Why Now, and What Now? A Theological Reflection on the Fire of the Current Moment
“If not us, then who?
If not now, then when?”
God gave Noah the rainbow sign
‘No more water but fire next time.
– Negro Spiritual, O Mary Don’t You Weep, used in James Baldwin’s seminal essay, The Fire Next Time
Last week Smith released its plan, accompanied by a letter from Kathy McCartney and Floyd Cheung, outlining the College’s plan to address racial justice. Given the Center for Religious and Spiritual Life’s location as part of the larger OEI team, my colleagues and I are honored to have been involved in the drafting of this plan, along with the many committees, constituents, and voices who have been working so hard on this issue in recent months and years.
The intention was for the plan to be rolled out over time; but this summer Smith has accelerated its release in response to the lynching of George Floyd and to the most recent murders of Black people–by law enforcement in the case of Breonna Taylor in March and Tony McDade in May, and by vigilantes in the case of Ahmaud Arbery. The ensuing surge of activity in the movement for Black lives, manifesting in protests, rallies, and calls for new legislation across the United States, has made our mission more urgent.
As we worked with the Office of Equity and Inclusion to prepare for the release of this plan, amidst heartfelt and passionate discussions, a Black colleague, wondering to herself, asked us to consider why now? Indeed, though I am white, and cannot see these events through the same lens as my colleague, the question resonated powerfully with me.
Smith College has been grappling with structural racism both as part of a larger society and on its own campus for decades.

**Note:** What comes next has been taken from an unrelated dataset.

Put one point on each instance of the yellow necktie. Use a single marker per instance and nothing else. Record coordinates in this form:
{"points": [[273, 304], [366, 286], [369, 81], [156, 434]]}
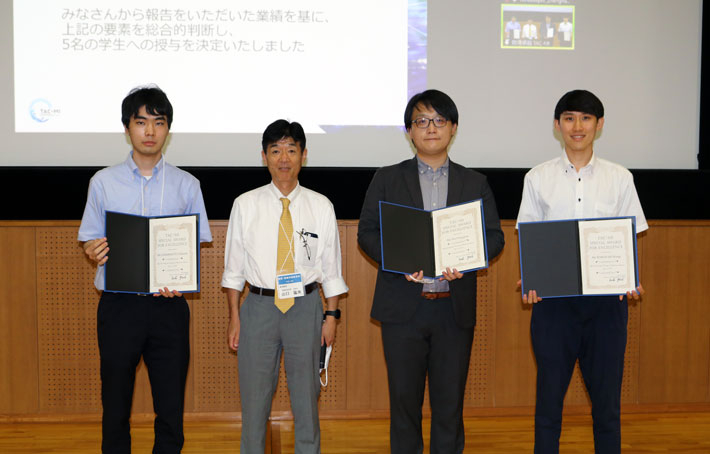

We have undertaken this action with the integration of earlier and ongoing efforts, and a renewed recognition of past harms. We have had countless panels, programs, initiatives, and we have had the profound and deeply meaningful contributions of the Cromwell Day event over the years. All have been progressive.
Yet is there reason to believe that decisive action at this historical moment will lead to a more significant shift than the moments that have come before it?
As Professor of Classics and of African American Studies at Yale University Emily Greenwood says, we engage in the periodic ritual of being surprised by the deadly force of racism when it has been with us all along. Perhaps the sentiment helps describe why, while we arrive at it from distinct vantage points, my Black colleague and I have parallel questions. It is a repetition of what Emily Greenwood calls “another of the intermittent occasions when we have the stomach to talk and speak openly about the scourge of racism, its logic and effects.” https://yalealumnimagazine.com/articles/5180-rewriting-the-end
There have been so many natural moments in the last decade–only talking about recent history— such as Eric Garner’s murder in Staten Island in 2014, or Philando Castile’s murder in St. Anthony, Minnesota in 2016, both of which went viral and became national news: weren’t these cases sufficiently outrageous to have catalyzed society?
How are we to believe that this time will be any different when it comes to dismantling racism? How are we as a staff to expect students and alumni to believe it? And by extension–how are we to act to bring these changes into being; until we understand the why now?
There is a phenomenon in mental health called the kindling effect, which provides a metaphor to help answer this question. It is a more nuanced way of describing the “tipping point,” or the phenomenon or the “last straw” which leads to decisive action, dramatic change, and, ultimately, a paradigm shift.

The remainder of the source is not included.